TSARVULI

/Traditional Bulgarian sandals/

 
 

Tsarvuls /tsarvuli/ were the traditional footwear of Bulgarian peasants; nowadays they can be more frequently seen in urban environment rather than in rural areas. Found as exhibits in the ethnographic museums, they can also be purchased from stylish souvenir shops and often used to decorate the living-rooms of learned people and the nouveau riche. Being a synonym of poverty, ignorance and backwardness in the past, later the tsarvul was taken as a mark of respect for the national folk tradition and history. A number of  proverbs and pejorative phrases containing the word tsarvul or its derivatives have been slipping, one after the other, into the "cellar" of the modern Bulgarian language.

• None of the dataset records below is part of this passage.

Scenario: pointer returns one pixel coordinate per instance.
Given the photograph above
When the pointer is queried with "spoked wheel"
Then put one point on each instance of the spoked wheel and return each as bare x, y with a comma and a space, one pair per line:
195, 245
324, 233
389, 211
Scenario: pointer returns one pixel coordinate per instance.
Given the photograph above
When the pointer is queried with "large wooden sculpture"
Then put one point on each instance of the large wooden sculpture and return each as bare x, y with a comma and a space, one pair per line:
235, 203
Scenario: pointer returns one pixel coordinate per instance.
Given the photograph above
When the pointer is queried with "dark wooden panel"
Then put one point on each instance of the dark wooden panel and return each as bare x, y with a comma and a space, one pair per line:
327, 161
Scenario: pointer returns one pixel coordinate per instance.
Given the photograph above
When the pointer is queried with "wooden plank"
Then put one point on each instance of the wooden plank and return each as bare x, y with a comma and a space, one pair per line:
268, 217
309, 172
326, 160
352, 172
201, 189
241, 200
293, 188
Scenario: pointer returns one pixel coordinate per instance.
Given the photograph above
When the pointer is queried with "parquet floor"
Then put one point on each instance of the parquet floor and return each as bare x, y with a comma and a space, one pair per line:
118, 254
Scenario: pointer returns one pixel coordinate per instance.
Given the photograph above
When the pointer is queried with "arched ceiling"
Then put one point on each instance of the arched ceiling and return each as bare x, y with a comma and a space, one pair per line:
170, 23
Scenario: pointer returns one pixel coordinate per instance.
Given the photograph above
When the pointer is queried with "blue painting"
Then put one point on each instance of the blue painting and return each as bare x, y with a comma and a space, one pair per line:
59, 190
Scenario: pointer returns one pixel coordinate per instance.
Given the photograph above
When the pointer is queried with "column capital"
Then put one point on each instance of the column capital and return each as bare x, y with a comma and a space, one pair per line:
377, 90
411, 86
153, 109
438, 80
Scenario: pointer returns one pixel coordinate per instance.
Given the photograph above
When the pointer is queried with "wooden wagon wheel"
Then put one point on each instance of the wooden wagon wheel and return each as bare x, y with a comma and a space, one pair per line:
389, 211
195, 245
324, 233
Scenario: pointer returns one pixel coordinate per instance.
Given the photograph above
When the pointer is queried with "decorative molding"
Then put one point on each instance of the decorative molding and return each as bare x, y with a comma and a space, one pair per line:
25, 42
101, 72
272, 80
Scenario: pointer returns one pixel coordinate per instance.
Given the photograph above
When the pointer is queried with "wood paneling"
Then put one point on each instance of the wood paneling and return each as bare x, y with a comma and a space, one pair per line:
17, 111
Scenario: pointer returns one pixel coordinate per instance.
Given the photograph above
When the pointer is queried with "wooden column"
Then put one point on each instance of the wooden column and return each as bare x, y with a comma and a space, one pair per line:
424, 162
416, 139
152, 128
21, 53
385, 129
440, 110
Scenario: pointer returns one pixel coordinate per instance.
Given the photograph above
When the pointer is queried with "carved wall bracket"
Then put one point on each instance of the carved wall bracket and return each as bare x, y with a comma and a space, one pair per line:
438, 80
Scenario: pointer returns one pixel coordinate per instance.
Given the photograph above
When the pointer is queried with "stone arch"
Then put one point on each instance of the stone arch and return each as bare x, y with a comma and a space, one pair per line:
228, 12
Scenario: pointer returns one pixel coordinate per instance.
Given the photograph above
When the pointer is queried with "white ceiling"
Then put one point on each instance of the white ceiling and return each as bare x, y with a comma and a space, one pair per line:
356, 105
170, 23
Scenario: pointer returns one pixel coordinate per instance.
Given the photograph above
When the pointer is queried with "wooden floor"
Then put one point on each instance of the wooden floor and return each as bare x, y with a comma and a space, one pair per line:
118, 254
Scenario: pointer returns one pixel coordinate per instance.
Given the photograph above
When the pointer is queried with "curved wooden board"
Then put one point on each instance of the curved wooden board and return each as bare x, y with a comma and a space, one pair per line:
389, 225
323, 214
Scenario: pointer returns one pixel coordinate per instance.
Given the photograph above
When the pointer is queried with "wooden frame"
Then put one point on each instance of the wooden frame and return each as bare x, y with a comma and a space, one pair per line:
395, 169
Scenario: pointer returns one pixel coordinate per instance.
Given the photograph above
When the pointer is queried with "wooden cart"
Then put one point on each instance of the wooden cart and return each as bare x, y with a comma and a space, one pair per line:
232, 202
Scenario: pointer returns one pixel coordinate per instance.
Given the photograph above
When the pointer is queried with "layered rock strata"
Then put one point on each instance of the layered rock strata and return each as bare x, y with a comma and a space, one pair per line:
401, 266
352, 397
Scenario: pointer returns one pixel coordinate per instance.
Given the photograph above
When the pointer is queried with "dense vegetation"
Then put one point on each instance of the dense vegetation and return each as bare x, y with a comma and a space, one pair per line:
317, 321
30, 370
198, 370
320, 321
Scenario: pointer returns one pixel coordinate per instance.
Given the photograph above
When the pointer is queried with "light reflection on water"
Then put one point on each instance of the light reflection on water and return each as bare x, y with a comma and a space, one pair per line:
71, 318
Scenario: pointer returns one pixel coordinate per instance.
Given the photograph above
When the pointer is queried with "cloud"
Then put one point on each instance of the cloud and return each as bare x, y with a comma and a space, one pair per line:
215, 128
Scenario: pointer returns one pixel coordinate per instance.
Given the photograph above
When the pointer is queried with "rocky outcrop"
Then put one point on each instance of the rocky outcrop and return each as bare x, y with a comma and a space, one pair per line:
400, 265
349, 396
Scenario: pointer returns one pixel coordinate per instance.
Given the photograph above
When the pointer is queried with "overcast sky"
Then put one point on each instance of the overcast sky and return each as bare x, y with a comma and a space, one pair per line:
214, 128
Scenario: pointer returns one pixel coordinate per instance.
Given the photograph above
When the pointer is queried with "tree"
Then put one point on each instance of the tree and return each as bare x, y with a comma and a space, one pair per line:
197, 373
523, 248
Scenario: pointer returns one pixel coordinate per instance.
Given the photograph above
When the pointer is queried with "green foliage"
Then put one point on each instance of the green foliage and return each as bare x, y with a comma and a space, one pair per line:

These sandals or moccasins were commonly worn by both men and women. They used to be made of raw bovine hide, buff or pigskin. People would put them over thick woоllen socks or leggings fastening them by long straps. Although ridiculed by town-dwellers, the tsarvuls, light and easy to wear, were best suited to the rural way of life and the characteristics of the Bulgarian climate. Therefore, these honoured veterans became extinct only as late as the 1940s, when they were replaced by their rubber "descendants" and the various types and styles of manufactured shoes. Today tsarvuls are only used as footwear by folk dance performers.